When Vogue published a Guess ad featuring an AI-generated model in its July 2025 print edition, it may have seemed like just another glossy page in a fashion magazine. For the industry and the people watching it closely it was a bold statement.
Maybe it was also a test. Vogue isn’t just any fashion publication. It’s the fashion publication. If AI models are going to get the industry’s blessing, it was always going to start here. That doesn’t mean the public or the professionals are ready for it.
Fashion’s New “It” Girl
The model in the Guess ad was the textbook “ideal image.” Thin, white, blonde, and pouty-lipped. Her look didn’t challenge norms. It cemented them.
That alone was enough to trigger an uproar online. It wasn’t just about her appearance. It was about what it meant that Vogue, a brand that helped set beauty standards for over a century, chose to publish an image of a woman who doesn’t exist. Not in real life, anyway.
AI models have been floating around the industry since at least 2023, but mostly in the background on Instagram pages or small digital campaigns. Vogue elevating one to its printed pages felt like a turning point. Or, depending on who you ask, a regression.
“Artificial Diversity” and the Risk of Hollow Inclusion
One of the most frustrating parts of this AI model trend is that it’s happening while the fashion industry is still struggling to meaningfully include real people of color, different body types, and varied gender identities.
Back in 2023, Levi’s was already under fire for using “diverse” AI models in a campaign. Critics quickly labeled it “artificial diversity.” Instead of hiring actual models of color, they just programmed some into existence. It’s not inclusive. It’s lazy.
The fear brands will use AI to check diversity boxes without actually giving opportunities, compensation, or visibility to real people from underrepresented groups.
Worse still, if the AI creators and programmers themselves aren’t diverse, then we’re likely to keep seeing the same Eurocentric beauty ideals repeated ad nauseam.
A Generation Growing Up with Unreal Humans
Let’s talk about Gen Z. Born between 1997 and 2012, they’ve grown up with more exposure to digital media and more ads than any generation before. TikTok, Instagram, YouTube, it’s nonstop.
They crave authenticity. At the same time, we’re at risk of bombarding them with images of people who aren’t even real.
A study shows Gen Z is especially vulnerable to the kind of beauty pressure that comes from highly filtered, idealized media. Now throw AI models into the mix, beings literally designed to be flawless. It’s easy to imagine how quickly that could lead to distorted body image, low self-esteem, and unrealistic expectations about appearance.

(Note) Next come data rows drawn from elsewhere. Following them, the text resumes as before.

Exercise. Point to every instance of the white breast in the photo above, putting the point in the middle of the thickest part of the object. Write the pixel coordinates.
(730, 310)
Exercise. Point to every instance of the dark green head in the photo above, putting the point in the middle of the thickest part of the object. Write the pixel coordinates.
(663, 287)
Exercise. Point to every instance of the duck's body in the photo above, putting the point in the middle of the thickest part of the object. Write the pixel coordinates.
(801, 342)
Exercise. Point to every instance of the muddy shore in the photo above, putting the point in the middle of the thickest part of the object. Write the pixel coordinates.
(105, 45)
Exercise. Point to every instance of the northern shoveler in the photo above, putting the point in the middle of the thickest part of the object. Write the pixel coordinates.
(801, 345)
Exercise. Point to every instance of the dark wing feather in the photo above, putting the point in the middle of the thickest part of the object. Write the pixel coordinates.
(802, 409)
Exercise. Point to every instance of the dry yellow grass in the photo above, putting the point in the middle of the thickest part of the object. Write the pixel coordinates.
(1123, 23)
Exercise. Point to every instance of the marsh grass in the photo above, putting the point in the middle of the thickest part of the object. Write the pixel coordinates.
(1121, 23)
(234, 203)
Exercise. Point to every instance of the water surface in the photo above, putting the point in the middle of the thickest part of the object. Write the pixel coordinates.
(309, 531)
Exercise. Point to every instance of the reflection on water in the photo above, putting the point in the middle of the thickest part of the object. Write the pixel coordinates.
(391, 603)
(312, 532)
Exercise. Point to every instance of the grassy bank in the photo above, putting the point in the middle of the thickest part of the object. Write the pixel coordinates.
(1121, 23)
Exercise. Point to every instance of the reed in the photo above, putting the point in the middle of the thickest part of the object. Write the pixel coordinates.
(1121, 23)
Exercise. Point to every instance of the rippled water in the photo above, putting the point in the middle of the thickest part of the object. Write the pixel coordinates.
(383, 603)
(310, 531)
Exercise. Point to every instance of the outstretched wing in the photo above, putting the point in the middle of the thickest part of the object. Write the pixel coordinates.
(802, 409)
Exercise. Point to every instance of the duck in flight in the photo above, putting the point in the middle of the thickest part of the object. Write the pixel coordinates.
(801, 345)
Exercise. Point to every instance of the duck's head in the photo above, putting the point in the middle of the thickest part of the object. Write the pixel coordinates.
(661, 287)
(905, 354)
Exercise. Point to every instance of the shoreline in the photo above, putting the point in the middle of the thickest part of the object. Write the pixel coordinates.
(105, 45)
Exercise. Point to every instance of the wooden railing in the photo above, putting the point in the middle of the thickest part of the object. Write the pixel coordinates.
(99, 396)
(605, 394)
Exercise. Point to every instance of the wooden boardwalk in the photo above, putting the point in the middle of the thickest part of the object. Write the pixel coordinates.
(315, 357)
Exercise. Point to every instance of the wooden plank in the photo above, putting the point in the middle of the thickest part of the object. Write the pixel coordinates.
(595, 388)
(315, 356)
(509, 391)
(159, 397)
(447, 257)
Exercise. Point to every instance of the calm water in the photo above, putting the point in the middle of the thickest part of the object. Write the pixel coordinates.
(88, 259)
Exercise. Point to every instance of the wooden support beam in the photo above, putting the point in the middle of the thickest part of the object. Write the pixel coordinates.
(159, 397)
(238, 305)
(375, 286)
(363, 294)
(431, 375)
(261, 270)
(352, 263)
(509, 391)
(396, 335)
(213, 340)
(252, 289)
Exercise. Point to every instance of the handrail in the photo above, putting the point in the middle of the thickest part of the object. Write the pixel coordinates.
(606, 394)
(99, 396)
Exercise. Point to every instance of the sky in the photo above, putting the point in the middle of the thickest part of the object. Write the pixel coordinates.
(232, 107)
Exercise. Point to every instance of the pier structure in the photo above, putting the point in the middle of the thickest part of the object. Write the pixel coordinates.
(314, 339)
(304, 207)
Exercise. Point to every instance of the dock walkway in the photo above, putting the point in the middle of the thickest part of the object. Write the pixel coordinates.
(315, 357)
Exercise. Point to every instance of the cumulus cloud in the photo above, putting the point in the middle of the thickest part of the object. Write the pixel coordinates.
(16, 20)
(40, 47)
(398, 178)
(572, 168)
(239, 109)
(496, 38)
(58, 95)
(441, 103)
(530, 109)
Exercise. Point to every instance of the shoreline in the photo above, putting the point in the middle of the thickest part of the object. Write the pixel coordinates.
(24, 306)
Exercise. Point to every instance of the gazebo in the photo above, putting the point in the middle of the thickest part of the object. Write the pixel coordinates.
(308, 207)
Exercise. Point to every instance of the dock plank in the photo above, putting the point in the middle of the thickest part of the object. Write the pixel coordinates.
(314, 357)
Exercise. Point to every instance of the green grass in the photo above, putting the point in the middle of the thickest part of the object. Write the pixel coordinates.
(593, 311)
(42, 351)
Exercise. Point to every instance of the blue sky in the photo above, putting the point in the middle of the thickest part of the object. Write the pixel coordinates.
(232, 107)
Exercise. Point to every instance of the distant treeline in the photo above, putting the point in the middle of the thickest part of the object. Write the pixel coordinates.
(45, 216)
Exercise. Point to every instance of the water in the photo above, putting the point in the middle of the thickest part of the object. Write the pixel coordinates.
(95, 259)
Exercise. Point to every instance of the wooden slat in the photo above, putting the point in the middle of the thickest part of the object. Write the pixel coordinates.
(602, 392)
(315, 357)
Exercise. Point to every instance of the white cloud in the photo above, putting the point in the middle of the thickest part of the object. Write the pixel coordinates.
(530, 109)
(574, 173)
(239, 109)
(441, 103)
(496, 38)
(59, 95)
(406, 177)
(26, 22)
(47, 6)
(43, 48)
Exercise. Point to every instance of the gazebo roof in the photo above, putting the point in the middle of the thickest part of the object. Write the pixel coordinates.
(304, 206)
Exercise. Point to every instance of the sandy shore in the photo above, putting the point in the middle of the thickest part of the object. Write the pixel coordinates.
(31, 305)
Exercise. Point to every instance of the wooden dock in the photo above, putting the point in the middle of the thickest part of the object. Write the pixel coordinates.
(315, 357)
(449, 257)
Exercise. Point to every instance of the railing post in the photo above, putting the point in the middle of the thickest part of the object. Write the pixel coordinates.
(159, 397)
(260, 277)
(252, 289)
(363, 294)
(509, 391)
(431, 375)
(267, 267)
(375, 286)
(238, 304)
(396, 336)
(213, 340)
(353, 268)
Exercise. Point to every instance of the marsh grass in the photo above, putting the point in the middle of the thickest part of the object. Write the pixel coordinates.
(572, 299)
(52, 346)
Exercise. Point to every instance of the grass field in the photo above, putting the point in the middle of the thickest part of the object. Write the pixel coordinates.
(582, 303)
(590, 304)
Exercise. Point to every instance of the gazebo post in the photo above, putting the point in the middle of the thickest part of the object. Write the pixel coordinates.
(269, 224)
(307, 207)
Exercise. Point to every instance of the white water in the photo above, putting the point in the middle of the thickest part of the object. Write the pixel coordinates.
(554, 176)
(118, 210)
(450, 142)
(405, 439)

More content doesn’t always mean better content. AI gives brands the ability to churn out a lot more, faster and cheaper. Which means more chances for young viewers to absorb beauty standards that are entirely made up.
Creative Labor at Risk
There’s another layer to all this: jobs. Modeling is one thing, but this trend doesn’t stop at the runway. Fashion is built on the creative labor of photographers, stylists, makeup artists, set designers, casting directors. Replace models with AI avatars, and suddenly you need fewer of all those other roles, too.
Some industry veterans are calling this a form of “robot cultural appropriation”. It’s where brands borrow the look of diversity, the vibe of human creativity, but cut out the people behind it. Models like Sarah Murray have spoken out about how exhausting and demoralizing it is to be held to impossible digital standards, while losing gigs to literal code.
There Is a Way to Use AI Responsibly But It’s Not This
Look, AI isn’t inherently evil. There are ways it could be used to support human talent. If models could license their likenesses for virtual shoots, that might be a new income stream. If AI could help overworked creatives meet tight deadlines, that could be a helpful tool.
That’s not what’s happening right now. Instead, we’re seeing AI used to mass-produce perfection. Without nuance, depth, and the lived experience that gives real people power and presence.
AI creators say their digital models are realistic and inclusive. That only goes so far when the end result looks like every other over-retouched campaign from the last 30 years.
AI in fashion isn’t going away. How we use it, who gets to control it, and who benefits from it, those things are still up for debate.